First, we went to Federation Square, which was quite nearby. Strangely, it is not a square, it is not even a park, it is just a place where people can gather close to the Yarra river. Activist groups seem to use it as a place to demonstrate, but most of the people of Melbourne dismiss both the square and the demonstrations with a sardonic shrug. We walked around for a while, it was stickily hot and, although there were things to see, there was nothing really thrilling or unique.

We love trams and seized the opportunity to ride on one !

There was one bridge/walkway over the Yarra river which had a perspex panel for every single country in the world giving a few key facts about it. Well, not every country. The split of Sudan into Sudan and South Sudan had obviously caught out the city fathers just as it had caught out everyone else. I love to be nit-picking. What it said about the Czech Republic and England was accurate at least.

The Yarra looked a bit dirty, but it is actually, at that point, near enough to the sea to be quite saline and therefore a bit brackish.

We went to a pleasant brunch, which took a while, but the hours still stretched ahead. Final days always do drag.

Like Sydney, Melbourne has a viewing platform, the Eureka Tower which we found easily enough.

I am one of those people who always knows, in my head, what I need to pay, so I queried the amount for admission as it was way too low. For an incomprehensible reason, as I certainly had not asked, I had been given a discount as an Australian senior. In fact, after I queried it, the cashier then gave the same discount to Lucie who is a mere slip of a girl. The difference was not inconsequential but did nothing to ameliorate her distress at being considered a pensioner.

After the usual tedious security rigmarole, we were literally catapulted by express lift to the SkyDeck viewing platform 285 metres above our heads. My stomach dropped so fast that the 1642 steps seemed, momentarily, to be a better option- but then we were there. It really is that fast. The SkyDeck is the highest public viewing platform in the entire southern hemisphere. The panorama over the city actually seemed to us to be even better than in Sydney. The sea was plainly discernible in the distance, probably to the place where we had been with Rick and Gőknur a week, but which already seemed like a year, before.

I was especially pleased with the view of the MCG which was clearer than it had been from the MYKI.

We spent quite a time up the tower but then it started to rain. From such a height it was as if a net curtain had suddenly been dropped over the city.

We still had time to kill but did not know what to do next. We usually try and buy a decoration for our Christmas tree on our travels and this is often quite hard to accomplish. Of course, although in the thirty degree heat, it did not seem like it, Christmas was only a few weeks away and a suitable decoration was purchased in short order. We even had to make a choice which one we wanted !

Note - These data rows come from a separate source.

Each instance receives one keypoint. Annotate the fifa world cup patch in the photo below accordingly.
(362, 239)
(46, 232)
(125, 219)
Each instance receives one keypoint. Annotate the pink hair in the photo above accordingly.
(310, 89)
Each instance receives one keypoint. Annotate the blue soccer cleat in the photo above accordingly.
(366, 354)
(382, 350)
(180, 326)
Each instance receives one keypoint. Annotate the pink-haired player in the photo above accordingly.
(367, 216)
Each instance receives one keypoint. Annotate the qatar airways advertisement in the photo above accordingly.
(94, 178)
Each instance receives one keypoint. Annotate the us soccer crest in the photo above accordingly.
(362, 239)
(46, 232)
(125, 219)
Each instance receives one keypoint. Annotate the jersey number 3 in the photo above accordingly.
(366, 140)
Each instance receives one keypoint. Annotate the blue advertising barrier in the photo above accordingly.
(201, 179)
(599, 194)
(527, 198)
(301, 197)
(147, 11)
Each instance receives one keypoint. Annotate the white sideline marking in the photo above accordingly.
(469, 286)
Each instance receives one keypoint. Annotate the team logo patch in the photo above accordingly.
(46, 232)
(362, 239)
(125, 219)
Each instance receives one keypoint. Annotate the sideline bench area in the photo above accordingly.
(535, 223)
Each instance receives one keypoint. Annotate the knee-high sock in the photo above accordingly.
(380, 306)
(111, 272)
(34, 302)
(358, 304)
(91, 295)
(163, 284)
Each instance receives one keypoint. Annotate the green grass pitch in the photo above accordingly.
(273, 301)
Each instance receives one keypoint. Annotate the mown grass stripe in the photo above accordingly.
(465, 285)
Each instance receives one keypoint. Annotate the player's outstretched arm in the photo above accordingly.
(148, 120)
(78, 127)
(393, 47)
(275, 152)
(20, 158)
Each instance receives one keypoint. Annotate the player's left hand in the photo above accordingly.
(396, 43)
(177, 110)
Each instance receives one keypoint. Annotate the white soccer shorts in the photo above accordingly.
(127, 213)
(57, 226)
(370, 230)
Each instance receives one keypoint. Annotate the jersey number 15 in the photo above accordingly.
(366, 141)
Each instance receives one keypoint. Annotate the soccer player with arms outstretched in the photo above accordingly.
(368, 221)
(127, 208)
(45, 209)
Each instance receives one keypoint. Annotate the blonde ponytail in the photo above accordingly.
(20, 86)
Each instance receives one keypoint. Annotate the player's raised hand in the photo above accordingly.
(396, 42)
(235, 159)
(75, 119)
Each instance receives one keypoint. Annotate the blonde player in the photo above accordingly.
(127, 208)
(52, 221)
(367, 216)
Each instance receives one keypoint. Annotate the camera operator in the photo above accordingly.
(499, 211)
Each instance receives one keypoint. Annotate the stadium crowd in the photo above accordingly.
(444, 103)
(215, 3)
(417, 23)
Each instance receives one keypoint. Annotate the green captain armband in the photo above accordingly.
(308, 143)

With nothing to do, we found ourselves a nice bench outside the Flinders Street station of the MYKI. The sun had come back out. We sat in the sunlight doing some final people watching and hydrating ourselves for the upcoming flight by drinking lots of water. Lucie made the final few entries into her journal.

Eventually enough minutes had ticked by and the time came to head into the MYKI, retrieve our luggage from Southern Cross and head to the airport. We took the SkyBus and scampered up the steps to make sure we got the very front seat on the top deck. I hope the “child” we both seem to have inside of us never goes away !

The return flights were similar to the outward ones so I will not bore you with the details.

One thing that did occur to me, however, was that, once we took off, it was not until we were crossing the Black Sea and approaching Romania on the second leg of the flight that we surpassed the distance in the air that we had ridden the Harley on the ground.

Finally, we emerged into the crisp November air of Prague and our friend whisked us rapidly home.

The trip ended.

There will be others in front of us.